Now to put it all together……Make a little bed of beetroot puree, add on the potato cake and top with the pork. Drizzle on some of the lovely melted herb butter from the pan to finish. Add some candle light, a bottle of velvety red wine and a kiss for a lovely evening in.  

Happy Love Day Stovies’ fans! 


Beans, beans, good for the heart…

You have probably realised by now that here at Stovies’ Towers we like to eat meat. However, many of our recipes can be adapted to suit a veggie, or even a vegan. If you’re that way inclined.

This risotto is one of those dishes, leave the pancetta out and you have a filling vegetarian version. Alternatively use the meat-free version as a side dish for grilled fish or chicken. The quantities below will feed 4 as a main course on it’s own or 6 as a side.

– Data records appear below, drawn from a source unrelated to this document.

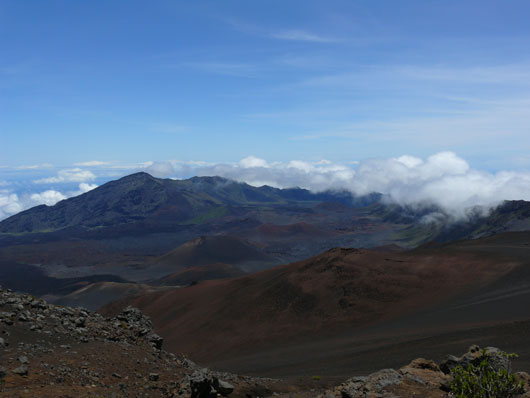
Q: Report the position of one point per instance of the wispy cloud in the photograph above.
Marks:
(301, 35)
(92, 163)
(68, 175)
(168, 128)
(223, 68)
(39, 166)
(12, 203)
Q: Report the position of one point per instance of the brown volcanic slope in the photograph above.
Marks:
(200, 273)
(312, 316)
(207, 250)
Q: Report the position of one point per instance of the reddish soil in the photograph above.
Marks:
(305, 316)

Butter Bean and Pancetta Risotto

250g Risotto rice
1 Can of butter beans, drained and rinsed
130g Pancetta cubes (for some reason pancetta always comes in wee packs of two, use both and it’ll be dandy)
1 medium Onion, finely chopped
A handful of chopped flat parsley
1 tsp dried Tarragon
2tbsp Cold pressed rapeseed oil or butter.
200ml White wine
500ml Hot vegetable stock + 500ml hot water (or 1l hot water + 1 stock cube)

In a large, flat bottomed saucepan fry the pancetta in the oil, when it is slightly coloured add the onion and cook until soft. Add the rice and stir well so that each grain is coated in oil and turn the heat to medium-low. Pour in the wine and stir continuously until almost absorbed.

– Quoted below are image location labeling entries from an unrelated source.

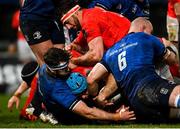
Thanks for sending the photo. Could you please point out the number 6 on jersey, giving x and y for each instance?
(122, 60)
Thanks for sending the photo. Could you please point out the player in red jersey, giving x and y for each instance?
(173, 22)
(100, 29)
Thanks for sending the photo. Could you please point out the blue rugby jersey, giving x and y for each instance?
(131, 61)
(55, 90)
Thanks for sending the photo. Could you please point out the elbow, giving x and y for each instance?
(96, 57)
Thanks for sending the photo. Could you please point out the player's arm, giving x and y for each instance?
(97, 73)
(177, 11)
(109, 88)
(94, 54)
(15, 99)
(94, 113)
(170, 56)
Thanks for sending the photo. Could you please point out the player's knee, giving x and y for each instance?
(177, 101)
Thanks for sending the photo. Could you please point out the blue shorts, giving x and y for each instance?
(39, 31)
(152, 99)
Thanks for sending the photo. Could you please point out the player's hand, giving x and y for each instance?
(71, 65)
(68, 47)
(100, 101)
(13, 100)
(125, 114)
(166, 42)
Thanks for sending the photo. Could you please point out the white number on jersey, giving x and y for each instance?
(122, 60)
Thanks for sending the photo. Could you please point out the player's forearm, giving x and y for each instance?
(87, 59)
(94, 113)
(21, 89)
(99, 114)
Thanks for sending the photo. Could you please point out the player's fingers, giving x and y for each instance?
(10, 105)
(132, 118)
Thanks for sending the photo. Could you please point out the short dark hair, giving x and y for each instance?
(28, 71)
(55, 55)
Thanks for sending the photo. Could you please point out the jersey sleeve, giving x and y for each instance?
(104, 63)
(91, 30)
(158, 46)
(63, 96)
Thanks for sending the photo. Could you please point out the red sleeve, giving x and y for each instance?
(91, 31)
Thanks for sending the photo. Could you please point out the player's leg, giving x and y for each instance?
(41, 35)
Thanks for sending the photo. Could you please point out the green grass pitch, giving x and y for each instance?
(11, 120)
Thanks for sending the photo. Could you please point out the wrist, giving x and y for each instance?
(17, 95)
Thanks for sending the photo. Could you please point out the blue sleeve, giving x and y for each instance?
(63, 96)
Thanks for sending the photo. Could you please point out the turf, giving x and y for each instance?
(11, 120)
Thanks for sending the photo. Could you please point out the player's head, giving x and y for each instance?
(57, 61)
(70, 18)
(141, 24)
(77, 83)
(29, 71)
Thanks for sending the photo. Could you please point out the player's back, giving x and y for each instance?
(128, 8)
(111, 26)
(132, 59)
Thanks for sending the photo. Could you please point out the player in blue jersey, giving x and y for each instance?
(132, 63)
(40, 26)
(128, 8)
(60, 100)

Add the stock a ladle at a time stirring and allowing each to be absorbed before adding another. When you have added half of the stock pop the dried tarragon into the pan, when you have about two ladles to go, throw in the butter beans. Keep adding and keep stirring until the liquid has all been absorbed and the rice is glossy.

To finish grate in lots of parmesan and stir through the parsley. Eat straight away.